さて、帰るか

 熱でボケーッとしながらNHKの料理番組みてえの見てたら、その道で有名みたいなババアが手間の掛かるネギのスープの作り方とか紹介してて、そんで人間、季節を迎え撃つように準備するのが必要だとかおっしゃる。冬を前には体の芯から温まる食材を、暑い夏の前にはバテないように精のつく食材を……と。科学的根拠は知らんが(体の芯ってなに? ショウガはその芯を温めるの? 何℃?……という疑問の持ち方が科学的かどうかすらおれにはわからない)、まあ正論ちゃあ正論のようにも思えて。でも、昔ながらの知恵を活かして旬の食材でスローフードってそんなわけにはいかねえよ。それが貧乏な独り身ってもんよ。
 とかいいつつ、おれの中の風邪対策として「緑茶をたくさん飲む」というのがある。これで元気になる。何が根拠かといえば、横山光輝三国志』だ。若き日の劉備は母のために緑茶を云々、あれである。なんか昔はめずらしいカフェインで元気になったような気になっただけじゃねえのかというような気もするが(それは現代でも栄養ドリンクとかいうもので再現されているが)、まあなんか緑茶は効くんだ、それで劉備は以下略、の精神である。

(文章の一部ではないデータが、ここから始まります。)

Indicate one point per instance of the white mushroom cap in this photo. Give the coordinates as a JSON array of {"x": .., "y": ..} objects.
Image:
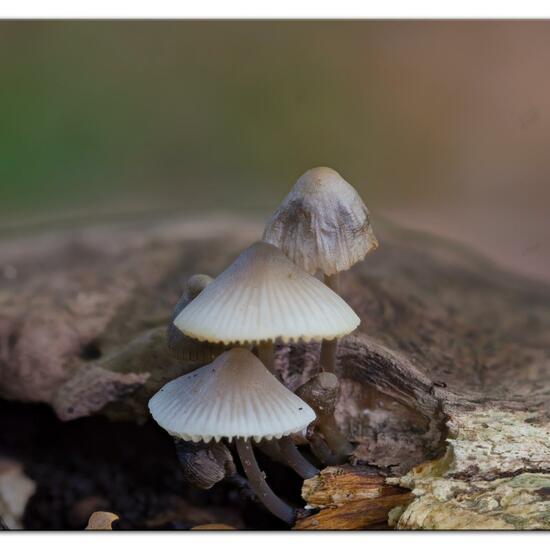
[
  {"x": 263, "y": 296},
  {"x": 322, "y": 224},
  {"x": 234, "y": 396}
]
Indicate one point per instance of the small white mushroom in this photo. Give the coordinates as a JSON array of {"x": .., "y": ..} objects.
[
  {"x": 236, "y": 397},
  {"x": 323, "y": 225},
  {"x": 262, "y": 297}
]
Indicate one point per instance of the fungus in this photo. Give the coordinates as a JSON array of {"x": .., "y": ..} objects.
[
  {"x": 263, "y": 297},
  {"x": 323, "y": 224},
  {"x": 235, "y": 397}
]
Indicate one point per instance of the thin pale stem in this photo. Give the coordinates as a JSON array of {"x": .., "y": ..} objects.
[
  {"x": 271, "y": 449},
  {"x": 258, "y": 484},
  {"x": 329, "y": 348},
  {"x": 266, "y": 352},
  {"x": 295, "y": 459}
]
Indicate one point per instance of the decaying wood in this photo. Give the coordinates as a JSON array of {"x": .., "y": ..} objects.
[
  {"x": 350, "y": 498},
  {"x": 101, "y": 521},
  {"x": 452, "y": 358}
]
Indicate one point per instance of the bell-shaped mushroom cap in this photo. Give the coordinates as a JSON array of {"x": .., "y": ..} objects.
[
  {"x": 322, "y": 224},
  {"x": 234, "y": 396},
  {"x": 264, "y": 296}
]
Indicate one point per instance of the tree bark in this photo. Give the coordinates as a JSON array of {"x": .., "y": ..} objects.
[{"x": 445, "y": 385}]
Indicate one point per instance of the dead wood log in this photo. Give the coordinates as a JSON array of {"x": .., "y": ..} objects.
[{"x": 451, "y": 363}]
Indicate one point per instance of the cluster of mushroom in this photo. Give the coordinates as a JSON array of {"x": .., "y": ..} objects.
[{"x": 270, "y": 294}]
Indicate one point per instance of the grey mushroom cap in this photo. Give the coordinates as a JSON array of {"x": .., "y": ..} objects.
[{"x": 322, "y": 224}]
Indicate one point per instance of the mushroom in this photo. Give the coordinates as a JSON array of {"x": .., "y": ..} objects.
[
  {"x": 263, "y": 297},
  {"x": 183, "y": 347},
  {"x": 235, "y": 397},
  {"x": 323, "y": 224}
]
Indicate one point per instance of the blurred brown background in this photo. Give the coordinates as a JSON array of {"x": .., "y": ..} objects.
[{"x": 442, "y": 126}]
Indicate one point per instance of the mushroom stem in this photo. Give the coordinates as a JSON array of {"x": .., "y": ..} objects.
[
  {"x": 330, "y": 347},
  {"x": 266, "y": 352},
  {"x": 295, "y": 459},
  {"x": 258, "y": 484}
]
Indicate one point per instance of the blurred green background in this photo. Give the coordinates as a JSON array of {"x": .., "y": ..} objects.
[{"x": 442, "y": 126}]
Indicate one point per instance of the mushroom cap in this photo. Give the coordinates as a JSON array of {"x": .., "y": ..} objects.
[
  {"x": 322, "y": 224},
  {"x": 263, "y": 296},
  {"x": 234, "y": 396}
]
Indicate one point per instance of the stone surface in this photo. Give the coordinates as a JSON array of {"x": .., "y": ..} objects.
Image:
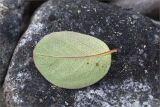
[
  {"x": 150, "y": 8},
  {"x": 133, "y": 79},
  {"x": 10, "y": 20},
  {"x": 2, "y": 103},
  {"x": 14, "y": 18}
]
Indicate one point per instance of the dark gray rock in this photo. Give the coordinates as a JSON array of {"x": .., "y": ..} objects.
[
  {"x": 150, "y": 8},
  {"x": 10, "y": 21},
  {"x": 14, "y": 18},
  {"x": 133, "y": 79}
]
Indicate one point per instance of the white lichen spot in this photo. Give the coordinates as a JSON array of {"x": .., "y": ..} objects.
[
  {"x": 127, "y": 94},
  {"x": 79, "y": 11},
  {"x": 17, "y": 99}
]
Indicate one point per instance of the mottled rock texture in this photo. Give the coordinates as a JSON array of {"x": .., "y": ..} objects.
[
  {"x": 10, "y": 21},
  {"x": 150, "y": 8},
  {"x": 133, "y": 79}
]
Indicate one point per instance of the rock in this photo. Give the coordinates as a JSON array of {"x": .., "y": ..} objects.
[
  {"x": 150, "y": 8},
  {"x": 133, "y": 79},
  {"x": 13, "y": 22},
  {"x": 10, "y": 20}
]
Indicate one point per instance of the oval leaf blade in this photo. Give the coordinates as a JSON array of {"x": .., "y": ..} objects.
[{"x": 72, "y": 60}]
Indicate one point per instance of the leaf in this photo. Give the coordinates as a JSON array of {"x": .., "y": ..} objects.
[{"x": 72, "y": 60}]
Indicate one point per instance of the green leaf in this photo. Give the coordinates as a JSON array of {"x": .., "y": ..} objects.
[{"x": 72, "y": 60}]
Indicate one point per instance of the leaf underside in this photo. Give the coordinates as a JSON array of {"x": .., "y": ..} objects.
[{"x": 72, "y": 60}]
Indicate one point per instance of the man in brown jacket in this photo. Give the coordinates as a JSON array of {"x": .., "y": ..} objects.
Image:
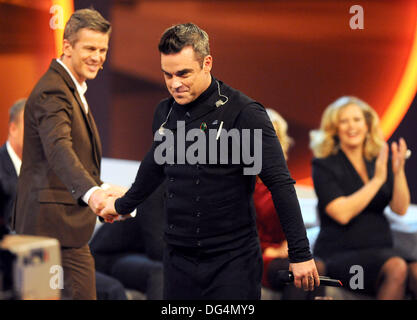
[{"x": 59, "y": 187}]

 精神といえば、一週間以上風邪ひいていると、だんだん風邪であること、風邪の行動にも飽きてくるというか、風邪でないふりをしてみると風邪でなくなるのではないかという気もして、昨夜など風邪じゃないふりをしてお好み焼きをいつも通りに作って食ってみたりしたが、まあ好転するわけでもなく、熱も37.2℃前後をうろついていて、カーッと出てスーッと下がるふうでもなくただぐったりしてきている。そういえば、おれの全兄弟に不明熱でいろいろの大病院をあたった挙げ句、結局原因不明のままの人間がいたな。おれにその要素がないともいえない。こまったものだ。
 しかしまあ、こまっていると、雨の中でも路上で寝ているおっさん(さっき見た)になるのは一直線であって、まったくかったるい。だいたい、この富士薬品の「新ジキナ顆粒」だが、「じきに治るでしょう」くらいでやる気がないんじゃないかとか思えてくる。やる気が大嫌いなおれが言うのもなんだが、まあどうでもいいか。あと、熱に対して抗生剤、喉に対して三種類の薬を処方してまったく効かないあの近所の医者、次々と来る年寄りに受付が次々にインフルエンザ注射をすすめるあの医者にはもう行かない。おしまい。